Core Vision compares the flash laser lighting technology in the VA6320 to Apple’s speckle technology. This refers to the use of speckle patterns in LiDAR (light detection and ranging) scanner, which is a remote sensing method used in Apple;s products, and many other applications including autonomous vehicle. The LiDAR scanner is used in devices like the iPad Pro and iPhone 12 Pro models for AR applications and to improve photography, particularly in low-light conditions and for depth sensing.

The LiDAR scanner emits laser beams (infrared light) that hit the objects in the environment and bounce back. When the laser beam hits the object, it creates a speckle pattern, which is basically the scattering of the beam due to the micro-irregularities of the object’s surface. The time it takes for the light to return is measured and used to calculate the distance each dot is from the LiDAR scanner, creating a detailed depth map of the environment. This speckle pattern is unique and allows for highly detailed surface recognition. Core Vision claims that flash laser lighting technology might offer certain advantages such as cost, size, and power efficiency.

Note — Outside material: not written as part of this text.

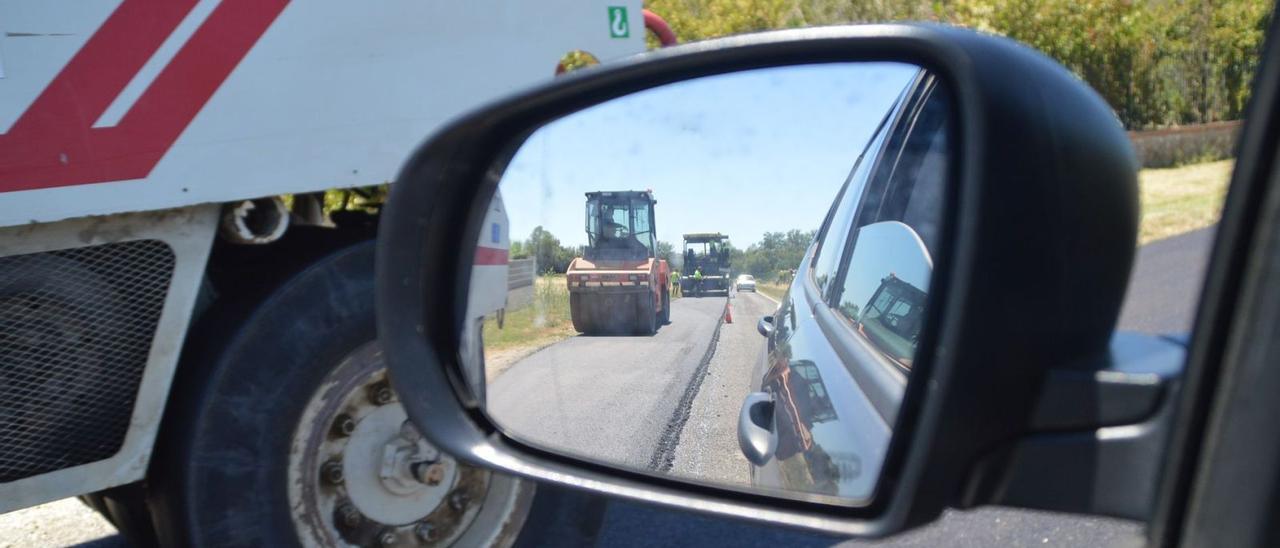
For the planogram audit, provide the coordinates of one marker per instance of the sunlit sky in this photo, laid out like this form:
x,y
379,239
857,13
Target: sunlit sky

The real breakthrough feature of the VA6320 may be its 3D stack structure, which enables the sensor wafer and the image processing logic wafer to combine through a wafer-level Cu-Cu metal hybrid bond. This arrangement optimizes the chip area and allows for process designs to be tailored based on the distinct characteristics of sensors and logic circuits, resulting in better performance and lower power consumption.

The VA6320 also incorporates Core Vision’s latest BSI SPAD sensor technology and deep isolation trench DTI process. These innovations deliver a detection efficiency seven times higher than conventional FSI technology, thereby providing superior detection performance in the near-infrared band and better PDE detection performance than the industry standard.

Further enhancements include a dynamic power management module, high-efficiency TDC, DSP computing module, and global shutter architecture, all integrated into the VA6320’s logic section. With these enhancements, the VA6320 can complete 1200-point depth detection simultaneously, boasting high frame rate, short exposure, and low power consumption.

To address the issue of photon accumulation caused by ambient light, Core Vision has optimized the VA6320’s TDC and logic modules for optical time-of-flight detection, yielding robust anti-sunlight performance. The VA6320 also integrates Core Vision’s Gen2 DSP deep signal processing module, which improves accuracy and resistance to environmental noise. With its MIPI interface, the VA6320 can output depth point cloud information with submillimeter precision at 60fps, along with the ability to output histograms at the original frame rate, offering greater scalability for back-end algorithms.